How Does A Compiler Work?
Note: I am surprised that this hasn't been asked before, and if it has I could not find it in a search.
I've been on tons of websites, I've read tons of articles, and I have heard tons of explanations. Most of them were good, but they were all either to broad or too complicated or just plain bad. So my question is , how does a compiler work?
If this is a difficult, broad question, please tell me. But if not, please answer the question.
Too broad, at least the "How does it work" part. There are whole books written on that topic.
http://en.wikipedia.org/wiki/Compiler would be the Wikipedia link that is trivial to find, what specifically are you wondering? The question is broad enough that I'd be tempted to give the smart alec response of, "Compilers translate code from one language to another," as that is the general idea that has a lot of nuances within that once one starts to look at what does that really involve.
@JB King: I guess my question is "How does the compiler convert code from high-level to low-level"
May I suggest looking into loaders, linkers, and interpreters? Interpreters also convert code from high level to low level in a different way while loaders and linkers are used with compilers to create executables and libraries to some extent.
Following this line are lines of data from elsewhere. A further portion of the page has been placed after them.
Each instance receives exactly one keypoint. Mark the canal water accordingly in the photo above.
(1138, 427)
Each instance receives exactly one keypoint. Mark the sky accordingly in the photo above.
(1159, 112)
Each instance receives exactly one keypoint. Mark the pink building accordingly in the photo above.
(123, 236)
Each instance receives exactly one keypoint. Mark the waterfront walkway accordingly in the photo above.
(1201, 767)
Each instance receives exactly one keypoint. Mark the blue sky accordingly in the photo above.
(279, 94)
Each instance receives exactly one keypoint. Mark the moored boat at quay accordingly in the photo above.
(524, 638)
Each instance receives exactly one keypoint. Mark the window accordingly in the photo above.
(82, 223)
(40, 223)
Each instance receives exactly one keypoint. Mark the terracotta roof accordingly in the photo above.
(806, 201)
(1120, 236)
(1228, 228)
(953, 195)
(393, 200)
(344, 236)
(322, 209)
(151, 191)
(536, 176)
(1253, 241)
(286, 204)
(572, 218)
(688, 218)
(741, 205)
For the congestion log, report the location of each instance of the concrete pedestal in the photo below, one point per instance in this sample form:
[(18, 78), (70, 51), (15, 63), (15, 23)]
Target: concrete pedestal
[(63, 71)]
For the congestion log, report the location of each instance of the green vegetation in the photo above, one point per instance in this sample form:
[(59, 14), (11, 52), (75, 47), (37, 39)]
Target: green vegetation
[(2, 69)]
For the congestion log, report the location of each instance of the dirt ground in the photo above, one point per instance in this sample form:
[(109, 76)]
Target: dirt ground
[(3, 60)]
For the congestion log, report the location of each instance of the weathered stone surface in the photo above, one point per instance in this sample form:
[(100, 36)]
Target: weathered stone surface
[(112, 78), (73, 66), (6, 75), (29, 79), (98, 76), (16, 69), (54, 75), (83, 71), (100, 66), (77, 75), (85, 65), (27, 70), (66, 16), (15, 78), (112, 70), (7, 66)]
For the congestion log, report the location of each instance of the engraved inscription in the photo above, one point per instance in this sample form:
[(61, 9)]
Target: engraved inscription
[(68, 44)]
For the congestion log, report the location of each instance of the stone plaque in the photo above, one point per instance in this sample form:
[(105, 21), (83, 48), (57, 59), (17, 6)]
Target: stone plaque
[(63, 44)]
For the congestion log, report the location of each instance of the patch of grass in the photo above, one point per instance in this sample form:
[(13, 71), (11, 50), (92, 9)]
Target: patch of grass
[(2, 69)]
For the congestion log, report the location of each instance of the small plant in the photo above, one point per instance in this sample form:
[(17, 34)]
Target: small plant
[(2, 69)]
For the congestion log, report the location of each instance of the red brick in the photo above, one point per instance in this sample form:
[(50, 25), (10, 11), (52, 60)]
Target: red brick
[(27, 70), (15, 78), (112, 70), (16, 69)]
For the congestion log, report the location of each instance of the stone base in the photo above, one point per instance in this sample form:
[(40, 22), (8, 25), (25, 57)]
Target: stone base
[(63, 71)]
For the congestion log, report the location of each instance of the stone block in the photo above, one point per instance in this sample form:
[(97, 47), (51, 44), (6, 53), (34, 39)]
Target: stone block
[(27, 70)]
Any explanation of how a compiler works will either be too broad or too complicated. It's a complicated subject, and the compilers classes were the hardest computer-related courses I ever took.
A compiler is a program that translates the source code for another program from a programing language into executable code.
The source code is typically in a high-level programming language (e. g. Pascal, C, C++, Java, Perl, C#, etc.). The executable code may be a sequence of machine instructions that can be executed by the CPU directly, or it may be an intermediate representation that is interpreted by a virtual machine (e. g. Java byte code).
In short, a compiler converts a program from a human-readable format into a machine-readable format.
As to how a compiler works, that is indeed complicated. There are books and university courses on the subject. I will attempt to briefly outline the main stages of the process, but this will be a very cursory overview.
- Lexing - break up the text of the program into "tokens". The tokens are the "words" of the programming language, such as identifiers (keywords, variable names, function names, etc.) or operators (=, *, &, etc.).
- Parsing - convert the sequence of tokens into a parse tree, which is a data structure representing various language constructs: type declarations, variable declarations, function definitions, loops, conditionals, expressions, etc.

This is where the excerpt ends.